We next compared our ScanDel results against a more conventional screen relying on only individual gRNAs16, 17, 18, 19, 21 (Figure 2E). For this, we cloned a second lentiviral library consisting of 12,151 individual gRNAs targeting the same 206 kb region and assayed HPRT function in HAP1 cells as previously. Under the assumption that each individual gRNA potentially disrupts a ∼10 bp region, this experiment at best interrogates ∼70% of bases within the 206 kb region as a result of the sparsity of PAM sites (by comparison, ScanDel covers each base pair in the entire locus at a median ∼27-fold redundancy). 86% of exon-targeting gRNAs were positively selected, and exonic selection scores were well correlated between biological replicates (Pearson: 0.781). Of 612 negative-control gRNAs, none that were sampled in each replicate were positively selected in both experiments (Figure S8). In non-coding sequence, scores were poorly correlated between biological replicates, and there was a paucity of reproducible, positively selected signal (Pearson: 0.156; Figure S9).

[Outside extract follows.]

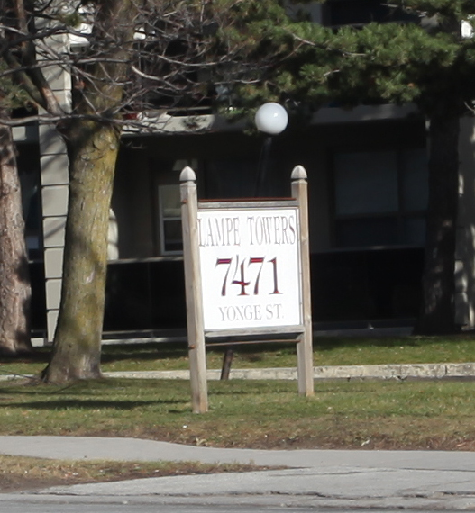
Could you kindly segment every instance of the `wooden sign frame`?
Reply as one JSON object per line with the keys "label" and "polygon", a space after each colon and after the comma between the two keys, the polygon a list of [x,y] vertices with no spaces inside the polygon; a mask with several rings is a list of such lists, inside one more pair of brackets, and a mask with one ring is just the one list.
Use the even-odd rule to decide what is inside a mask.
{"label": "wooden sign frame", "polygon": [[[306,396],[314,392],[307,182],[304,167],[297,166],[294,168],[291,181],[293,197],[286,200],[198,202],[195,172],[190,167],[185,167],[181,172],[187,324],[192,409],[196,413],[208,410],[206,340],[214,338],[239,339],[255,336],[259,339],[260,337],[279,334],[285,334],[290,339],[293,337],[297,342],[298,392]],[[259,217],[266,213],[269,215],[265,218]],[[266,241],[257,240],[257,232],[254,238],[252,235],[247,235],[248,239],[251,237],[251,242],[248,240],[246,246],[242,233],[247,234],[247,231],[242,231],[242,229],[247,225],[247,230],[252,230],[254,214],[258,216],[257,220],[265,219],[273,223],[272,230],[269,230],[269,240]],[[211,220],[209,231],[205,228],[207,219]],[[212,227],[218,225],[225,226],[227,230],[214,234]],[[249,245],[257,246],[257,242],[260,242],[259,251],[250,249]],[[274,244],[271,257],[266,256],[265,248],[268,247],[264,242]],[[218,247],[218,253],[214,252],[214,248],[211,252],[206,248],[214,246]],[[234,256],[233,252],[239,250],[243,250],[243,254],[240,256],[237,253]],[[284,275],[288,279],[288,286],[284,287],[286,293],[282,293],[278,285],[278,256],[275,255],[281,256],[279,262],[287,260],[287,269],[292,269],[290,276]],[[211,265],[207,266],[206,261],[203,262],[206,265],[202,266],[202,259],[210,260]],[[288,266],[289,261],[291,266]],[[212,267],[215,273],[220,265],[219,270],[224,272],[217,284],[221,287],[217,299],[212,291],[216,287],[216,281],[209,278],[206,272],[208,267]],[[240,279],[229,279],[232,267],[233,275],[240,270]],[[254,274],[247,281],[243,274],[250,272],[251,267]],[[204,275],[206,279],[205,287]],[[263,295],[260,294],[259,287],[262,289],[269,280],[270,292],[268,291],[268,297],[269,294],[277,294],[275,297],[279,301],[289,302],[260,302]],[[211,288],[208,284],[211,284]],[[226,302],[226,287],[230,284],[237,285],[241,290],[237,294],[240,297],[234,294],[234,306]],[[223,324],[226,324],[226,321],[232,324],[231,328],[220,327],[220,318],[223,318]]]}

Notably, we did observe a greater proportion of positively scoring gRNAs in the vicinity of exons—i.e., whereas only 2% of intergenic gRNAs were positively selected, 7.5% of deep intronic (>2 kb away from an exon boundary) and 20.5% of proximal intronic (<2 kb from an exon boundary) gRNAs were positively selected (Figure 4A). Given our earlier observation with ScanDel of rare “on-target-but-with-incorrect-boundaries” deletions that were confounding when targeting near exon boundaries, we next performed similar validation experiments on individual gRNAs that targeted non-coding sequences near exons (Figure 4B). We chose ten gRNAs in the HPRT1 promoter region (Figure 4C) and repeated the individual-gRNA experiment with a small pool of just these ten gRNAs, again by using long reads (Pacific Biosciences) to sequence the locus before (Figure 4D) and after (Figure 4E) 6TG selection. Similar to our results with ScanDel in this region, the only mutations that survived 6TG selection were initially rare deletions whose boundaries extended past the TSS and into the 5′ UTR and/or coding sequence (Figure 4D). This result strongly underscores that caution should be exercised in the interpretation of results from CRISPR-based screens of non-coding regions, whether performed with individual gRNAs or gRNA pairs, and the importance of sequencing-based validation of edited regions in the context of such screens.

Figure 4.

Figure 4

Direct Genotyping of Edits from an Individual-gRNA Mutagenesis Screen Also Reveals Rare, Unexpected Edits Disrupting Exon 1 of HPRT1

(A) A greater proportion of gRNAs targeting non-coding sequence within 2 kb of exons were positively selected in an individual-gRNA screen across the HPRT1 locus (data shown from replicate 1; Figure 2E). Each gRNA was assigned a score equal to the log10(after/before 6TG).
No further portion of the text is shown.